Berlusconi claims persecution

ROME: Italian Prime Minister Silvio Berlusconi claimed Friday to be the most persecuted man anywhere in history at the hands of the courts, after judges quashed his immunity from prosecution.

But he said his centre-right government would carry on with massive public backing and there was no need to organise demonstrations in his favour.

"I am absolutely the person the most persecuted by the judiciary of all times, in all history and of anywhere in the world," he told journalists on emerging from a cabinet meeting.

Berlusconi said he had made more than 2,500 court appearances and spent more than 200 million euros on his defence in the various legal cases against him.

In a typical Berlusconi gaffe, he said the money had gone on paying "consultants and judges", before correcting that to "consultants and lawyers."
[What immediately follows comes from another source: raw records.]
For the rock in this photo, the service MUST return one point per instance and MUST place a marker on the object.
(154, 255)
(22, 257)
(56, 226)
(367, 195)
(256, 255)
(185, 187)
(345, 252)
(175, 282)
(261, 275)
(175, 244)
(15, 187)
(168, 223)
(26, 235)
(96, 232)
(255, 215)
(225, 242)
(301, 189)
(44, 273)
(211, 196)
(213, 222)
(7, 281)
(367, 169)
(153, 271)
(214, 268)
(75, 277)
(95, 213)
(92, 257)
Last week a Milan court ordered his media empire Fininvest to pay a record fine of 750 million euros after ruling that it had obtained a favourable legal decision through bribery.

On Wednesday Italy's Constitutional Court dealt Berlusconi a stinging blow by throwing out a law shielding him from prosecution while in office.

The verdict paved the way for two corruption trials to resume against the 73-year-old billionaire media tycoon.

"The persecution is continuing of course," Berlusconi said Friday. "I would never have thought anyway that left-wing judges could approve" the immunity law.

"I will just have to take a few hours off from my work as head of government to deal with the trials."

Calling the trials "a real farce", Berlusconi said, "I will go on television to explain all that and the Italians will understand that the prime minister is a rampart against the left, which is not in the majority in this country."

In a separate statement on the TG5 television channel owned by his Mediaset group, Berlusconi turned down calls from some of his supporters for mass street protests against the Constitutional Court ruling.

"We are in government with the benefit of a popular consensus which has grown," he said, referring to successes in national, European and local elections since April last year.

"It's clear that we have a majority and we will govern for five years."

Berlusconi's battles with the law have marked his public life since he burst on to the political scene in the mid-1990s.

He has faced charges including corruption, tax fraud, false accounting and illegally financing political parties.

Although some initial judgments have gone against him, he has never been definitively convicted.

In the latest cases he is accused of paying his British former tax lawyer, David Mills, 600,000 dollars (400,000 euros) to give false evidence in two trials in the 1990s.

Mills was convicted in February of accepting the payment in a ruling that he is appealing.

Another pending case against Berlusconi involves allegations that his Mediaset television empire overcharged for broadcasting rights.

He has seen his popularity ratings drop in the past few weeks as he is also facing a string of sex scandals.

But asked a month ago by a journalist if he should resign, he declared he was "by far the best prime minister in 150 years of Italian history."